The motherfucking sadist and I celebrated six years together this past April, and next April it will be seven (watch Jane do math). I have, over the years, referred to him every single person who has ever whined to me about their back, shoulder, neck etc pain, or expressed a serious desire to be fitter, stronger, healthier.
Most don’t go.
Those that do… go for a while… love it… don’t persist.
MFS: Not enough pain.
I don’t mean, by the way, that he doesn’t inflict enough pain on them. That, after all, is his specialty. I mean that there isn’t enough pain… to not going. You know what I mean? My motivation, the reason I keep on going back, gritting my teeth, doing all the things–it’s because the consequence of NOT experiencing the pain he inflicts is experiencing the pain of NOT being able to walk.

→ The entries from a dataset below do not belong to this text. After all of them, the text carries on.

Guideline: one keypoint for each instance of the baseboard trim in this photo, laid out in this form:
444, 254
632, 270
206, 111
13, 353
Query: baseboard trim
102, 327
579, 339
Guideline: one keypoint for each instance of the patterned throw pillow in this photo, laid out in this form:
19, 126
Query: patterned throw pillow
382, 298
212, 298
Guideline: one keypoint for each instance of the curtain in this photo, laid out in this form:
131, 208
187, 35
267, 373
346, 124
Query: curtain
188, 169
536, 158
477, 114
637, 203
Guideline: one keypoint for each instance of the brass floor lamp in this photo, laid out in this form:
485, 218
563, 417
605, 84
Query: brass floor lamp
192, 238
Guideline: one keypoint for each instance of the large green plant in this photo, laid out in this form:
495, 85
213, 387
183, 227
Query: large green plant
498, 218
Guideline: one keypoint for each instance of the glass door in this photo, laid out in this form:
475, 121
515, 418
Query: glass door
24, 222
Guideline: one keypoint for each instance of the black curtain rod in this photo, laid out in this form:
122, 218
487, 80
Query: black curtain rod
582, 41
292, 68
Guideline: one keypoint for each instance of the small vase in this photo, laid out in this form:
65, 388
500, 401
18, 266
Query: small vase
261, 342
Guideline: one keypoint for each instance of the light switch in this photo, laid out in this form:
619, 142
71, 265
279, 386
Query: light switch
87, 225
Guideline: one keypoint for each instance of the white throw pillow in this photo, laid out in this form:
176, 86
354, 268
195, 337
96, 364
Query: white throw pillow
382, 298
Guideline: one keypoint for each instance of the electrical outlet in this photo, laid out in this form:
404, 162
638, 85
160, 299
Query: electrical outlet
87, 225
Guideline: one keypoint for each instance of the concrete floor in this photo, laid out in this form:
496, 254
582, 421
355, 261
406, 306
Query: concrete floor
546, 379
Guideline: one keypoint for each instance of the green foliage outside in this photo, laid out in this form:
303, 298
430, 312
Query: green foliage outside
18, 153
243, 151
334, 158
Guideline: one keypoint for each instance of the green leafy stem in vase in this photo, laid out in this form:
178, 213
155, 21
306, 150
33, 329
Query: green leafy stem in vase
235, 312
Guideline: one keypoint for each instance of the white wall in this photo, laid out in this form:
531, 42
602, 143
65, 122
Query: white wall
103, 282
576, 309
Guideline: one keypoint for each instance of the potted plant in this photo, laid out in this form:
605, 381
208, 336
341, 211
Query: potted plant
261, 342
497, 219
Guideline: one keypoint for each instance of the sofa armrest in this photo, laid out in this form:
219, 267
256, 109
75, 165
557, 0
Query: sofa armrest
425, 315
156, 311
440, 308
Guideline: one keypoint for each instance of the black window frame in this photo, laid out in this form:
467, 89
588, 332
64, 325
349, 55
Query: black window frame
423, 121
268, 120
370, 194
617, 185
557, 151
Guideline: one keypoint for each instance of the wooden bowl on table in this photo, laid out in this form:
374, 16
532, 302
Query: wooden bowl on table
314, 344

If your motivation for not going is a slight twinge in the hips or back that reminds you that you’re aging, or a slightly protruding potbelly, or flabby triceps… well, I wouldn’t go for that either.
Jane: I do occasionally dream that you’ll be able to fix me forever and I’ll just be strong and healthy without having to do any of the work.
MFS: I hear there’s a pill for that.
There isn’t. But, as Flora points out, Western society is working on it.
I’m waiting for this post to meander back towards the topic of Halloween et al. It don’t want to. It wants to delve into goal-motivation-conflict, pleasure and pain, life and death–here we go, life and death, death, sugar skulls, jack-o-lanterns.
The children give me all their Coffee Crisps. I can’t really eat them any more–and when I do, they are not as delicious as the Coffee Crisps I remember from my childhood–fuck, I have gotten old without noticing–but I accept the tribute with gratitude. Stash them away in my studio.
Flora: This is where I get it from.
Flora: My candy hoarding skills.
da’ girl went as a homicidal Red Riding Hood;
she killed the fucking wolf and she didn’t need to be rescued
The hoarding, she gets from her dad. The ability to not eat her Halloween candy for months and years–yeah, that’s probably me.
Flora: Do you think I could beat you in a fight now?
Jane: Not yet. I still outweigh you and I’m meaner. But another decade. Two max. I am going to get more brittle.
She looks at my critically.
Flora: 15 years, Mom. You’ve got 15 years, and then I’m taking you down.
Sigh. The young are cruel.
I suspect I’m lucky if I’ve got a single decade. Still. Erect. Strong. Mostly pain free.